廣場上的部隊等候著高陽的下一步命令。高文明一邊在心頭yy,一邊猜想高陽一定會發表慷慨激昂的長篇動員。誰知大家眼巴巴地等了良久,才聽到喇叭里傳來高陽的簡短命令:
「現在開始登船。以每個營為單位,分別從八個艙門進入飛船。注意聽從飛船船員的引導。」
話說完后,高陽發現自己的手已經停止了顫抖,長吁了一口氣。
飛船打開了九道艙門,兩個團有八個營,每個營一道艙門,沿著舷梯魚貫而入,情形壯觀。不過飛船的空間雖然夠大,五千多的人裝進去,擁擠是免不了的。還好,除了75毫米大炮沒有攜帶外,其他的迫擊炮、步兵炮都可分解由單兵攜帶登機。等到在武漢弄到運輸的騾馬以後,不僅團級的75毫米火炮,即使師級的105毫米榴彈炮,也可以運去派上用場。
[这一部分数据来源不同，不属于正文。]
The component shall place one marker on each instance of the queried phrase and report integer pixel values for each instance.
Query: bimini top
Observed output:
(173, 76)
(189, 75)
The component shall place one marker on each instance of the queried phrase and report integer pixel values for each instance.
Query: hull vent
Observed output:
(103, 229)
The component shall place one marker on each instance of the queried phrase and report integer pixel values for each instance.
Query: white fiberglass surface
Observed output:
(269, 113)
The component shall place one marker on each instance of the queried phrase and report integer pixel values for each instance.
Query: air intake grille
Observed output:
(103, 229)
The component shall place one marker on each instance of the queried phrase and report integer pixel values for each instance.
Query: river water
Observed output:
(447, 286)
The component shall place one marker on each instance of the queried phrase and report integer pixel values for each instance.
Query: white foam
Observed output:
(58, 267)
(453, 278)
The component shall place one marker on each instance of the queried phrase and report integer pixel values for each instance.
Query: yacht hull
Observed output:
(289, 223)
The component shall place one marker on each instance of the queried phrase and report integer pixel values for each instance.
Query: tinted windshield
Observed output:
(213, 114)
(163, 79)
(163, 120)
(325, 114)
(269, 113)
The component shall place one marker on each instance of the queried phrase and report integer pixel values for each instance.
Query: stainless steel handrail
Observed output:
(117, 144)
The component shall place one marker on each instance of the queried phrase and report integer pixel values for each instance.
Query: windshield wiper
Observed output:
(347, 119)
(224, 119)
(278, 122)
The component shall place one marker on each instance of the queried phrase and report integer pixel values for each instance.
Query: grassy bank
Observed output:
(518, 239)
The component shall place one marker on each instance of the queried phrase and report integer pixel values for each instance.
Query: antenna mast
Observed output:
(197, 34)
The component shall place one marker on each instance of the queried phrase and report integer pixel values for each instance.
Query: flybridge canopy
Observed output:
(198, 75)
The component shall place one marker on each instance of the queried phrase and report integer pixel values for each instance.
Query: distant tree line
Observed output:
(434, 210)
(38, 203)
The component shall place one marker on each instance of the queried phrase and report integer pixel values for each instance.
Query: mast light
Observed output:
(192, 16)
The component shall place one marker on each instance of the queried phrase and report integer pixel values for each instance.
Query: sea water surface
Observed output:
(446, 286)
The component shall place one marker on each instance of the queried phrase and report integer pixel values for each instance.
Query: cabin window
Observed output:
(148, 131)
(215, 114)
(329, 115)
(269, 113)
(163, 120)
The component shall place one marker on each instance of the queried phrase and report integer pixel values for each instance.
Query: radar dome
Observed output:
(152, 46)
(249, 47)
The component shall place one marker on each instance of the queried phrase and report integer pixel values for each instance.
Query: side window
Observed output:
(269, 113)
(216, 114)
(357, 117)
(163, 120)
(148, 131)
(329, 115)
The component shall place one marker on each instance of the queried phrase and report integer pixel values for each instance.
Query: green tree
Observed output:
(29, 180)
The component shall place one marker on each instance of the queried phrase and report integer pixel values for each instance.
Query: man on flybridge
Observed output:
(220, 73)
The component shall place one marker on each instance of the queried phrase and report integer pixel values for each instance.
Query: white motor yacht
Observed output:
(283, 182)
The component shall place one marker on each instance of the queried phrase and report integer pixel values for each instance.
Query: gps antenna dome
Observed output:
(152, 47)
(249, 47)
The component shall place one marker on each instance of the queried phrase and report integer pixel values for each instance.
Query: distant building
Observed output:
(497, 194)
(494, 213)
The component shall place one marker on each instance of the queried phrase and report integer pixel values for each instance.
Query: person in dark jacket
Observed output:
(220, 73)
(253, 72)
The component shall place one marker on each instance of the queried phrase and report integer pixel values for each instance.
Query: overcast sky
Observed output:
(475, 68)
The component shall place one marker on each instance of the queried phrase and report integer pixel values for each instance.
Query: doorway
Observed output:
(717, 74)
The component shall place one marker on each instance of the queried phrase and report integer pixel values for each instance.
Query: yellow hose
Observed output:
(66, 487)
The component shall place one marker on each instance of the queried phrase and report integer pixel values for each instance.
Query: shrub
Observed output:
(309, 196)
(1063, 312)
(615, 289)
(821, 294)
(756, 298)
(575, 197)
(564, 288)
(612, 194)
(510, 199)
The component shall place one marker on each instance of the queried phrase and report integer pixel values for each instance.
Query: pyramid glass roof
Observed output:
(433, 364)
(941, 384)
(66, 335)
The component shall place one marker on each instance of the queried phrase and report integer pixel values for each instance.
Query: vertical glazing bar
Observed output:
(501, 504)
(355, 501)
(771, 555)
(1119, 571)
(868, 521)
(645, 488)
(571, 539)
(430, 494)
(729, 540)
所有部隊進入飛船,高陽才與高文明、歐陽正鋒、馮道詭通過專用舷梯登上飛船,進入到指揮控制室。飛船隨即升空起飛,進入距地150公里的低太空。等到再進入大氣層,飛近地面時,已經正好到達武昌上空。
高陽接過話筒,說道:「按照預定計劃,各先遣部隊立即出發。」
15艘飛碟魚貫而出,分為三組,每組5艘,分別向武昌城的西、南、東三門外郊區的預定地點著陸,目的是控制飛船的著陸場。為了隱蔽,這幾個預定著陸場距離城區尚有2至4公里。
先遣部隊著陸后,很快傳來了報告:
「一分隊報告,
西南郊著陸場周圍兩公里已經控制,沒有發現閑雜人員,可以著陸。」
「二分隊報告,南郊著陸場附近發現兩戶村民,已被我們控制,可以著陸。」
「三分隊報告,北郊著陸場附近有15戶村民,已經被控制,著陸場可以使用。」
高陽命令道:「好,按照預案,開始依次著陸。」